On voit bien avec le cas Sullivan qu’il ne s’agit nullement d’une désertion du Système ou de prises de position de commentateurs d’ores et déjà antiSystème. Il s’agit d’une bataille à l’intérieur du Système de la sorte la plus déchirante possible, avec les références normatives renvoyant aux narrative du Système, puisqu’on relève dans le texte de Sullivan que Poutine est cité comme référence de la situation la plus détestable possible, celle que semblent désormais connaître les “démocraties” du bloc BAO. C’est un jugement qu’on retrouve chez ceux qui, jusqu’alors partagés, dénoncent désormais le comportement des autorités et de leur architecture sécuritaire sans pour autant se déclarer antiSystème, mais au contraire en se posant implicitement comme défenseurs des “valeurs” qu’ils croient encore y trouver. On retrouve cette référence et la même démarche chez un Simon Jenkins, dans le Guardian du 19 août 2013 :
«The hysteria of the “war on terror” is now corrupting every area of democratic government. It extends from the arbitrary selection of drone targets to the quasi-torture of suspects, the intrusion on personal data and the harassing of journalists' families. The disregard of statutory oversight – in Britain's case pathetically inadequate – is giving western governments many of the characteristics of the enemies they profess to oppose. How Putin must be rubbing his hands with glee.»

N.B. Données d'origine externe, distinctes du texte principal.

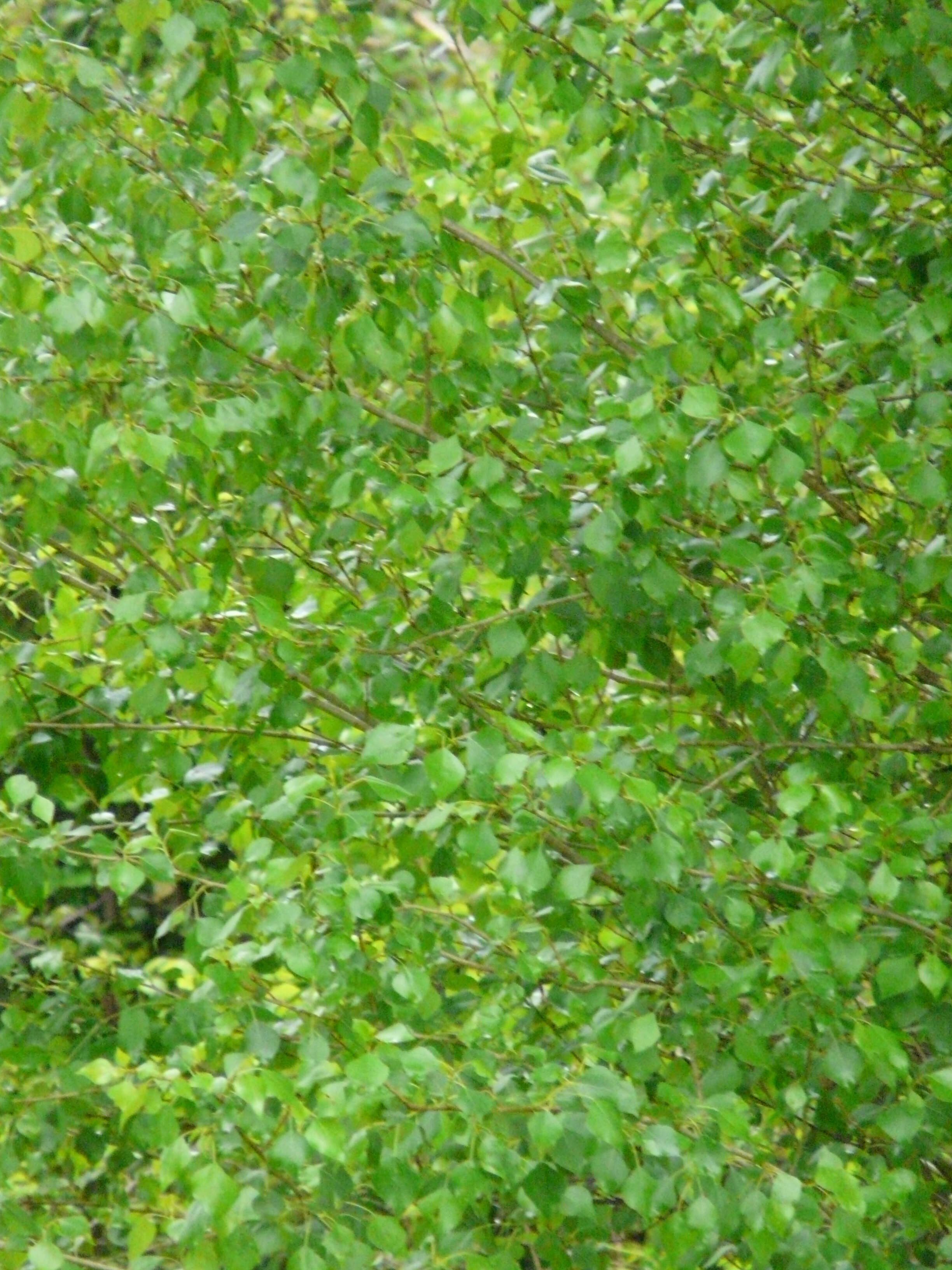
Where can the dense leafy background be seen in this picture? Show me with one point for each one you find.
(475, 652)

Chez les dissidents confirmés, les antiSystème les plus expérimentés, bien entendu le jugement va beaucoup plus loin et porte sur la contestation du Système lui-même. Parmi les plus extrêmes à cet égard, Justin Raimondo (Antiwar.com, le 19 août 2013) tient l’“incident de Heathrow” pour le cas décisif, le pas de clerc («This time they’ve gone too far») qui fait basculer la situation dans le paroxysme crisique, et cela pour juger effectivement que rien ne pourra plus empêcher que le bloc BAO connaisse le sort de l’URSS : «Nothing short of a revolution is going to stop this power grab: hopefully it will be like that which overthrew the old Soviet Union – relatively bloodless and nonviolent. That’s what I hope for – but I’m not betting the farm on it...»

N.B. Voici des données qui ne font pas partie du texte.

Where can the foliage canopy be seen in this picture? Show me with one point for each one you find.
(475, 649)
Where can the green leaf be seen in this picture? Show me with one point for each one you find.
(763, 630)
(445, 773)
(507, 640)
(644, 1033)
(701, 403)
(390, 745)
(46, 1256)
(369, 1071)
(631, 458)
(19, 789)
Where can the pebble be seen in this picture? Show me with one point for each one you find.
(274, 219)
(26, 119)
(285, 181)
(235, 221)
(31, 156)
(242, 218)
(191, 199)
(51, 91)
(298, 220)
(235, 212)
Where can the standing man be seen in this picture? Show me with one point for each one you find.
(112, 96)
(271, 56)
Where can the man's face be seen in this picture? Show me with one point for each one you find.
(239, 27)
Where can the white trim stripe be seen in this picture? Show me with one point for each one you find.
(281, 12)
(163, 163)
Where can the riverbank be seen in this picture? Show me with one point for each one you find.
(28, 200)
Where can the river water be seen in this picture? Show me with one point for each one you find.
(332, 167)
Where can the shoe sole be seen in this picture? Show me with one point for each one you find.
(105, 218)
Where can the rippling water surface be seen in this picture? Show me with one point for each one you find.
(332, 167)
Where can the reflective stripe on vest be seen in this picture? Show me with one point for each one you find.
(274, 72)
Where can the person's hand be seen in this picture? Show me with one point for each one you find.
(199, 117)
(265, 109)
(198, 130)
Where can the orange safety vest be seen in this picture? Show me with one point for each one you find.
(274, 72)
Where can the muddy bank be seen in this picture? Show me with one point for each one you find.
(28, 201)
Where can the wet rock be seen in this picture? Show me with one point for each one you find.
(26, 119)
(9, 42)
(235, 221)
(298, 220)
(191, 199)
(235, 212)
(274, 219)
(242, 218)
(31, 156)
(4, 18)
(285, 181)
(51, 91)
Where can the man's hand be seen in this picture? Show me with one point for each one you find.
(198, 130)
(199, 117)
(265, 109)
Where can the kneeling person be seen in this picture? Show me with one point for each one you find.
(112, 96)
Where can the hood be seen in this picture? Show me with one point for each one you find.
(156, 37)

Que dire encore de ce déferlement ? Le député Amash, qui a organisé le vote du 24 juillet de la Chambre des Représentants, signale d’ores et déjà qu’il est prêt à repartir à la bagarre, en septembre, pour faire voter la Chambre à nouveau, “à la hussarde”, et décider de restrictions décisives contre la NSA. (L’idée d’Amash est d’attaquer directement le budget de la NSA.) Les sénateurs Warden et Udall signalent que les révélations du Washington Post (publiées le 16 août à partir du fonds Snowden), sur les violations de la loi par la NSA relevées par des enquêtes internes de la NSA elle-même, ne sont que “la partie émergée de l’iceberg”...
Majestueux, le Titanic continue à avancer à sa vitesse de croisière. Comme on le sait, les icebergs il connaît. Le président continue à jouer au golf.